European Radiology

, Volume 25, Issue 2, pp 585–595 | Cite as

MR volumetric assessment of endolymphatic hydrops

  • R. Gürkov
  • A. Berman
  • O. Dietrich
  • W. Flatz
  • C. Jerin
  • E. Krause
  • D. Keeser
  • B. Ertl-Wagner
Head and Neck



We aimed to volumetrically quantify endolymph and perilymph spaces of the inner ear in order to establish a methodological basis for further investigations into the pathophysiology and therapeutic monitoring of Menière’s disease.


Sixteen patients (eight females, aged 38–71 years) with definite unilateral Menière’s disease were included in this study.

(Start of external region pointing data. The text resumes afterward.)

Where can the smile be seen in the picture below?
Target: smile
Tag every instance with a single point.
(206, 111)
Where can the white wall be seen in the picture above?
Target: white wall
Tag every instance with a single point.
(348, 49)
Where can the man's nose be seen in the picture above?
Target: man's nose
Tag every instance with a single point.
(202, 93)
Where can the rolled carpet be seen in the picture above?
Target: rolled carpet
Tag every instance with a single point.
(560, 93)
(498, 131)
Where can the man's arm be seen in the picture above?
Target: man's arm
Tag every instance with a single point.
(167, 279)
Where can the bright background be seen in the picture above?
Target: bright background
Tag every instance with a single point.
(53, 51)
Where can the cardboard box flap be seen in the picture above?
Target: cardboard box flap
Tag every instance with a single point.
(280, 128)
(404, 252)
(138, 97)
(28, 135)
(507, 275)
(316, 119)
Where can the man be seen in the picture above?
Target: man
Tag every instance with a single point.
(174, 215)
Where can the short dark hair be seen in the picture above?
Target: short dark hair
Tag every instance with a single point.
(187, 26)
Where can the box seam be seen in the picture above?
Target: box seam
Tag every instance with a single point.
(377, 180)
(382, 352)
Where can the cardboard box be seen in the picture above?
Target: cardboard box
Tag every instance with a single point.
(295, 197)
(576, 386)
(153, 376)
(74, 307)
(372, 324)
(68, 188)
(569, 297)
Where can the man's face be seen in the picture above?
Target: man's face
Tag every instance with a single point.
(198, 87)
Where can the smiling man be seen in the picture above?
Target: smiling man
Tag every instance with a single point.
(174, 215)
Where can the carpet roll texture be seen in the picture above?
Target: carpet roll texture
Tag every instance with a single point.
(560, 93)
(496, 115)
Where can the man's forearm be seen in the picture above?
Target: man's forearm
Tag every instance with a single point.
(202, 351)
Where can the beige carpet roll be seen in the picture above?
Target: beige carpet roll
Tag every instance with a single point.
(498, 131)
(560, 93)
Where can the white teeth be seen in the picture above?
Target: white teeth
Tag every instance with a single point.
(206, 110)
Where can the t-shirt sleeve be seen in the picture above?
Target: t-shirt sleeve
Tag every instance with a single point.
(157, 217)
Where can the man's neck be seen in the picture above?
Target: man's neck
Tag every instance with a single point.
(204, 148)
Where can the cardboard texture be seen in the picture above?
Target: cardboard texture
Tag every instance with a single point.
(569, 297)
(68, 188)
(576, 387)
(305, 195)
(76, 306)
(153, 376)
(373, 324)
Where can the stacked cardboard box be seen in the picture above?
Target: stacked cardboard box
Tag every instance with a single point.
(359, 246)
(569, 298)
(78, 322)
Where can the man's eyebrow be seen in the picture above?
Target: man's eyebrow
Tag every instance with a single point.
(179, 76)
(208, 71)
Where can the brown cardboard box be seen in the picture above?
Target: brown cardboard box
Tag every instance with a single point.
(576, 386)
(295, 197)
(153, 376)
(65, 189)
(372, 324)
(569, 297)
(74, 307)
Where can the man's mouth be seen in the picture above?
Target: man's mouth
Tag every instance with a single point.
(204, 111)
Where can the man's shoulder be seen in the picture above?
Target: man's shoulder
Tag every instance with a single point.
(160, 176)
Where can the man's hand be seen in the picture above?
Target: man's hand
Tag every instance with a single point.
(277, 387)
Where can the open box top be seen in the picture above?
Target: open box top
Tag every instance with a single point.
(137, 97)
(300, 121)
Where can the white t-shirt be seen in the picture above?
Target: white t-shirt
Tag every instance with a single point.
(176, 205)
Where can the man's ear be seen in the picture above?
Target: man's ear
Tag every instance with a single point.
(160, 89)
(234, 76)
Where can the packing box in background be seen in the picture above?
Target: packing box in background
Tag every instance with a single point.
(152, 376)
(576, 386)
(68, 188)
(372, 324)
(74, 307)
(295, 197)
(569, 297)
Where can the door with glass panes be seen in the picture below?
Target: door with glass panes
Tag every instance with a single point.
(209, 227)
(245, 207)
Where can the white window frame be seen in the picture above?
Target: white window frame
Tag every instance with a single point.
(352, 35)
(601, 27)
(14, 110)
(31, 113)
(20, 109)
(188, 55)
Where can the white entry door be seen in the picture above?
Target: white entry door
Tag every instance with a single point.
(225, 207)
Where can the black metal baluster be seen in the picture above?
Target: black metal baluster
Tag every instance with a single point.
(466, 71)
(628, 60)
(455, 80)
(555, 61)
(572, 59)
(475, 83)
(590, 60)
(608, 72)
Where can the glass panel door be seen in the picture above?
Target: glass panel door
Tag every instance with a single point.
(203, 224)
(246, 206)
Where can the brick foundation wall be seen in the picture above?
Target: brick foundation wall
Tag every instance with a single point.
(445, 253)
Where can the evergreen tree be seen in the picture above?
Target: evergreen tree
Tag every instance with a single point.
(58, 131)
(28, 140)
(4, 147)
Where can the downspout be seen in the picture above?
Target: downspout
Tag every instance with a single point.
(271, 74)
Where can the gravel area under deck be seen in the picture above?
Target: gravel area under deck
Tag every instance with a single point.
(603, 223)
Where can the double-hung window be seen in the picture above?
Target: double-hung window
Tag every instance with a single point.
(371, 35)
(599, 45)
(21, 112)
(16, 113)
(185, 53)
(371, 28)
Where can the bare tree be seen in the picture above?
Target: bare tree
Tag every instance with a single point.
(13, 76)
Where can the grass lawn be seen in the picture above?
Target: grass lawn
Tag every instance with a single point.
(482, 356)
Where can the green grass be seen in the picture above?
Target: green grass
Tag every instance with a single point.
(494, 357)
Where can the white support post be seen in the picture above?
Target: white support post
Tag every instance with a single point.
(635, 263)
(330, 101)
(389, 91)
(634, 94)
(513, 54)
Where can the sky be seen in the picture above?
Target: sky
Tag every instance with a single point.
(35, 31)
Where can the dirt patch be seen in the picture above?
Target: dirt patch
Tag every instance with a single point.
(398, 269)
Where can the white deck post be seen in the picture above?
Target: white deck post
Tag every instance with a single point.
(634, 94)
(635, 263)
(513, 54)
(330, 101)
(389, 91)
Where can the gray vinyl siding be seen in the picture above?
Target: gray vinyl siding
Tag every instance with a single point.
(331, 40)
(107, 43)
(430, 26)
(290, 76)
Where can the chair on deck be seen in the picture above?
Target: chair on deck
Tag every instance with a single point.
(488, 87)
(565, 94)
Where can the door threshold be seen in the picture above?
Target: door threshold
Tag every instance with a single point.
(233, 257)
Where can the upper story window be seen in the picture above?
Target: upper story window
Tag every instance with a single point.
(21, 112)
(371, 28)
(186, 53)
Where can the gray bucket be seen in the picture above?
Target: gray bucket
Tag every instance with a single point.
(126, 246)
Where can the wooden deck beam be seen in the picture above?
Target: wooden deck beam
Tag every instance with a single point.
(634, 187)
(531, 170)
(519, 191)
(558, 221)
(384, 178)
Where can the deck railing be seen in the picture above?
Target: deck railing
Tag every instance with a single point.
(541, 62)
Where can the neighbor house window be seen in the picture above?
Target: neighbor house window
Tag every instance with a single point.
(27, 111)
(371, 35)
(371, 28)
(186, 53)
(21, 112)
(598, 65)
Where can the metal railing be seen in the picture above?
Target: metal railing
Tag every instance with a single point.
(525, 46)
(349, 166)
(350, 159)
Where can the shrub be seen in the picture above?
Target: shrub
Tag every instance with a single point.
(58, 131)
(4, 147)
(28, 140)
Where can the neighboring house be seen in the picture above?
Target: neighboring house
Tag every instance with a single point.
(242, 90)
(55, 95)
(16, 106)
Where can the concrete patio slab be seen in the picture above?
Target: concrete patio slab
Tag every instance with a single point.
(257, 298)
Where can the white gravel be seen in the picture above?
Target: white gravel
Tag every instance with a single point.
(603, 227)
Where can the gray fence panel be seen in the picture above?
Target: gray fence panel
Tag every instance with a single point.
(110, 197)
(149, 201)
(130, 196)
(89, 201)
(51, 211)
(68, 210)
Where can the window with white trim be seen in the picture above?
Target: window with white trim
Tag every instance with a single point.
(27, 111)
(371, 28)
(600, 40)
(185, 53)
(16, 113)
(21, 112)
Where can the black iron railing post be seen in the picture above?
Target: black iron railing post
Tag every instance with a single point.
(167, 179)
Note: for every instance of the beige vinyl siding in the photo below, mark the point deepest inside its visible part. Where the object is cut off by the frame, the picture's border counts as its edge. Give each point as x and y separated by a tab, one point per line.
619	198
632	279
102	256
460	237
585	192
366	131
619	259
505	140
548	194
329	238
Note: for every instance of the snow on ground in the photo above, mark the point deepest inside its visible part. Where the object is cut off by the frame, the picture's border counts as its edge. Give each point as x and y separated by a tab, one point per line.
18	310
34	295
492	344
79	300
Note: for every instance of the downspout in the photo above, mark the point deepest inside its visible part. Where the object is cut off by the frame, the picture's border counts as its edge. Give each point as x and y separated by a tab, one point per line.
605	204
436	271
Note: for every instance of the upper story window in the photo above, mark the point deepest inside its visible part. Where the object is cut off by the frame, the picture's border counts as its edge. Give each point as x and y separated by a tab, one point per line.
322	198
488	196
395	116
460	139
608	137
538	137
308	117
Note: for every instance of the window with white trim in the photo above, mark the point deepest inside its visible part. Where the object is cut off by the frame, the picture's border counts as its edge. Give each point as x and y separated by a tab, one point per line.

Magnetic resonance (MR) cisternography with a T2-SPACE sequence was combined with a Real reconstruction inversion recovery (Real-IR) sequence for delineation of inner ear fluid spaces. Machine learning and automated local thresholding segmentation algorithms were applied for three-dimensional (3D) reconstruction and volumetric quantification of endolymphatic hydrops. Test–retest reliability was assessed by the intra-class coefficient; correlation of cochlear endolymph volume ratio with hearing function was assessed by the Pearson correlation coefficient.


Endolymph volume ratios could be reliably measured in all patients, with a mean (range) value of 15 % (2–25) for the cochlea and 28 % (12–40) for the vestibulum. Test-retest reliability was excellent, with an intra-class coefficient of 0.99. Cochlear endolymphatic hydrops was significantly correlated with hearing loss (r = 0.747, p = 0.001).


MR imaging after local contrast application and image processing, including machine learning and automated local thresholding, enable the volumetric quantification of endolymphatic hydrops. This allows for a quantitative assessment of the effect of therapeutic interventions on endolymphatic hydrops.

Key Points

• Endolymphatic hydrops is the pathological hallmark of Menière’s disease.

• Endolymphatic hydrops can be visualized by locally enhanced ultra-high-resolution MR imaging.

• Computer-aided image processing enables quantification of endolymphatic hydrops.

• Endolymphatic hydrops correlates with hearing loss in patients with Menière’s disease.

• Therapeutic trials in Menière’s disease can be monitored with this quantitative approach.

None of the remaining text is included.